F. D. Putnam, for the plaintiff.
SHELDON, J. The only issues of fact raised by the defendant's answer are by its denial of the fourth paragraph of the bill and its averment that it has paid to the plaintiff the amount which it had agreed to lend to him. These issues have been decided adversely to the defendant, and we should not be justified in reversing the findings made by the single justice. We cannot say that the plaintiff's testimony is not to be believed, and on that testimony the possession of the check never passed from Phinney to the plaintiff. Markey v. Mutual Benefit Life Ins. Co. 103 Mass. 78 , 79.
The only remaining question is whether on these findings the plaintiff is entitled to the relief asked for. Phinney was the defendant's agent to deliver its letter and check to the plaintiff. This was to be sure a limited agency; but within its apparent scope, though no further, the case stood as if it had been the defendant itself, acting through its most general agent, that had undertaken to make the delivery. Phinney might well have been authorized by the defendant to take a receipt or voucher for the papers which he was to deliver. The defendant plainly did not intend that the plaintiff should receive its check until the defendant should have received from him whatever paper it required to show the nature of the transaction and the security it was to have for the proposed loan. It did not even start Phinney on his way to the plaintiff until it had received the plaintiff's note and policy. It was for the defendant to say what further receipt or voucher it would require. It was therefore within the apparent scope of Phinney's authority to demand that the plaintiff should sign some voucher. And this was found as a fact at the hearing. The single justice found, and on the testimony of the manager of the defendant's Boston agency
he was well warranted in finding, that Phinney "was also to attend to certain other matters in connection with the delivery of the check." This means, as the testimony clearly shows, that Phinney was expected to procure the plaintiff's receipt or acknowledgment and send it to the defendant.

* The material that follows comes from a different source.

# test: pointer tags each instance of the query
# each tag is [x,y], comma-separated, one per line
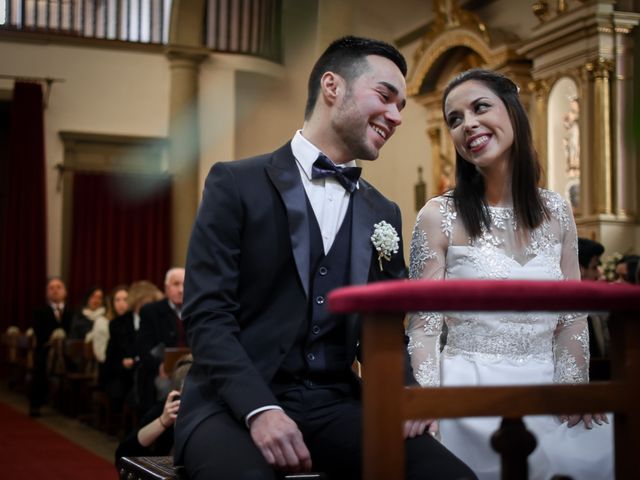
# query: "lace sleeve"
[427,261]
[571,339]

The finding that this "was not within the apparent scope of his authority as an agent for soliciting insurance" does not help the defendant. It was not in the latter capacity that he either was or purported to be acting, or that he was authorized by the defendant to act in this matter.

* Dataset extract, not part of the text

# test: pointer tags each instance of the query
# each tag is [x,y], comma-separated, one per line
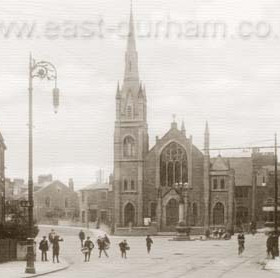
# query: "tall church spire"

It may be that the single justice could have found that the plaintiff was guilty of such negligence as to bar him from recovery. But he manifestly was not bound so to find. And upon Barry's testimony as to the transaction and the circumstances under which he indorsed the check, thinking that he was signing a voucher, the finding is not shown to be wrong. We have held in many cases that one who has signed a release or other paper under a fraudulent misrepresentation as to its contents or effect may avoid his agreement therein contained when it appears also that he was kept in ignorance of its contents by some fraudulent concealment or artifice. That was the case here. Curley v. Harris, 11 Allen 112 . Leddy v. Barney, 139 Mass. 394 . O'Donnell v. Clinton, 145 Mass. 461 . Rosenberg v. Doe, 148 Mass. 560 . Freedley v. French, 154 Mass. 339 . Bliss v. New York Central & Hudson River Railroad, 160 Mass. 447 . McNamara v. Boston Elevated Railway, 197 Mass. 383 . Price v. Rosenberg, 200 Mass. 36 . Rollins v. Quimby, 200 Mass. 162 . Larsson v. Metropolitan Stock Exchange, 200 Mass. 367 .
The final decree must be modified so as to include the costs of the appeal, and so modified must be affirmed.